# Assignment 3 - Part 1

In [1]:
import urllib
import requests
import json
import math
import threading

In [2]:
API = "http://gustav1.ux.uis.no:5002"

QUERY_FILE = "data/queries.txt"
QRELS_FILE = "data/qrels.csv"
TITLE_OUTPUT_FILE = "data/baseline_title.txt"
CONTENT_OUTPUT_FILE = "data/baseline_content.txt"

# load queries
queries = {}
with open(QUERY_FILE, "r") as fin:
    for line in fin.readlines():
        qid, query = line.strip().split(" ", 1)
        queries[qid] = query
        
# load given ground truth
gtruth = {}
with open(QRELS_FILE, 'r') as qr:
    for line in qr.readlines():
        if line.startswith('QueryId'):
            continue
        qid, did, rel = line.strip().split(',')
        if qid not in gtruth.keys():
            gtruth[qid] = {}
        gtruth[qid][did] = rel


Issuing a search query againt the API

In [3]:
def search(indexname, query, field, size=10):
    url = "/".join([API, indexname, "_search"]) + "?" \
          + urllib.parse.urlencode({"q": query, "df": field, "size": size})
    response = requests.get(url).text
    return json.loads(response)

Printing results for a given search query

In [4]:
# res = search("clueweb12b", "united states", "content", size=5)
# for r in res.get("hits", {}).get("hits", {}):
#     print("{} {}".format(r["_id"], r["_score"]))

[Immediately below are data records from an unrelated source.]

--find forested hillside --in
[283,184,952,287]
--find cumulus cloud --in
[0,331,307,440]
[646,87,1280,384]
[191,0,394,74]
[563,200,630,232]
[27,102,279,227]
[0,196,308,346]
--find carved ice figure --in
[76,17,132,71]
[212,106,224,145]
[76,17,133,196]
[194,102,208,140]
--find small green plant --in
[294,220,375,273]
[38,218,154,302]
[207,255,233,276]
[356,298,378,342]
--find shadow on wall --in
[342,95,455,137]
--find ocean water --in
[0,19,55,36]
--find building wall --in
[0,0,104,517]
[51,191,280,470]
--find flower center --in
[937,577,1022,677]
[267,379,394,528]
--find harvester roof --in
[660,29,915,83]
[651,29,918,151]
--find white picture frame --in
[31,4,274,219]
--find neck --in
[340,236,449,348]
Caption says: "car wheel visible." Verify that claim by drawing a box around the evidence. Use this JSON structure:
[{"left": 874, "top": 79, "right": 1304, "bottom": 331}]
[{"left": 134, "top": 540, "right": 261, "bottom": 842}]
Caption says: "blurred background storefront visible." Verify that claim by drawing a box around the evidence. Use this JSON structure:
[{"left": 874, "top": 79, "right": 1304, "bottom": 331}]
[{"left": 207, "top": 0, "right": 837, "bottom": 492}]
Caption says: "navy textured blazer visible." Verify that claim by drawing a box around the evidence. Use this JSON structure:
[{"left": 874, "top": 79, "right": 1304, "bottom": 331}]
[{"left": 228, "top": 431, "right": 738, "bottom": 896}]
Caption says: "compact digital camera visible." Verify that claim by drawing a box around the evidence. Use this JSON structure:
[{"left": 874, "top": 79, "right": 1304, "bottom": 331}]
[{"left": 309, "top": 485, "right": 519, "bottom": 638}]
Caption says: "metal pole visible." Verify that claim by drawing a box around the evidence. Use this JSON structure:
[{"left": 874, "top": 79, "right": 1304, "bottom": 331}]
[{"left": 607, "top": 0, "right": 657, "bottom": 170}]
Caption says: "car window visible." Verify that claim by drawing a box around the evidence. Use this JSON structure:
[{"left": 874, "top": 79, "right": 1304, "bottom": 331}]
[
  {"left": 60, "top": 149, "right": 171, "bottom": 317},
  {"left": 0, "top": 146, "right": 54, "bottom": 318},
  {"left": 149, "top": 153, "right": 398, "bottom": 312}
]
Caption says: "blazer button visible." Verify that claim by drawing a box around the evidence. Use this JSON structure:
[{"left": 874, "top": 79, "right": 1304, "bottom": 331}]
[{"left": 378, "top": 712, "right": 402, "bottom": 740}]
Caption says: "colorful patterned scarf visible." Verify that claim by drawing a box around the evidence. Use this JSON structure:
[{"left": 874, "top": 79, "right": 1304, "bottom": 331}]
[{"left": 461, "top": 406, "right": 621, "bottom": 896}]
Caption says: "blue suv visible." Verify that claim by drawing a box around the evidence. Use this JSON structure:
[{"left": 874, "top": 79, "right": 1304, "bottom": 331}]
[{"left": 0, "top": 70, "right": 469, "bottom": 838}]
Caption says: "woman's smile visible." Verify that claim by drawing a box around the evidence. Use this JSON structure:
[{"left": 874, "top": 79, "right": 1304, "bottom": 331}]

--------------------------------------------------------------------------------------------------------------------------------

Evaluation:

In [5]:
def dcg(rel, p):
    dcg = rel[0]
    for i in range(1, min(p, len(rel))): 
        dcg += rel[i] / math.log(i + 1, 2)  # rank position is indexed from 1..
    return dcg


def evaluate(rankings, gtruth, df):
    sum_ndcg10 = 0
    sum_ndcg20 = 0
    
    print("--------------------------------------------------%s-----------------------------------------------------------" % df)
    for qid, ranking in sorted(rankings.items()):
        gt = gtruth[qid]    
        print("Query", qid)

        gains = [] # holds corresponding relevance levels for the ranked docs
        for doc_id in ranking: 
            if doc_id in gt.keys():  # Debugging: IS DOC IN QRELS???
                print(doc_id)
                print(gt.get(doc_id))
            gain = gt.get(doc_id, 0)
            gains.append(gain)
        # print("\tGains:", gains)

        # relevance levels of the idealized ranking
        gain_ideal = sorted([int(v) for _, v in gt.items()], reverse=True)
        # print("\tIdeal gains:", gain_ideal)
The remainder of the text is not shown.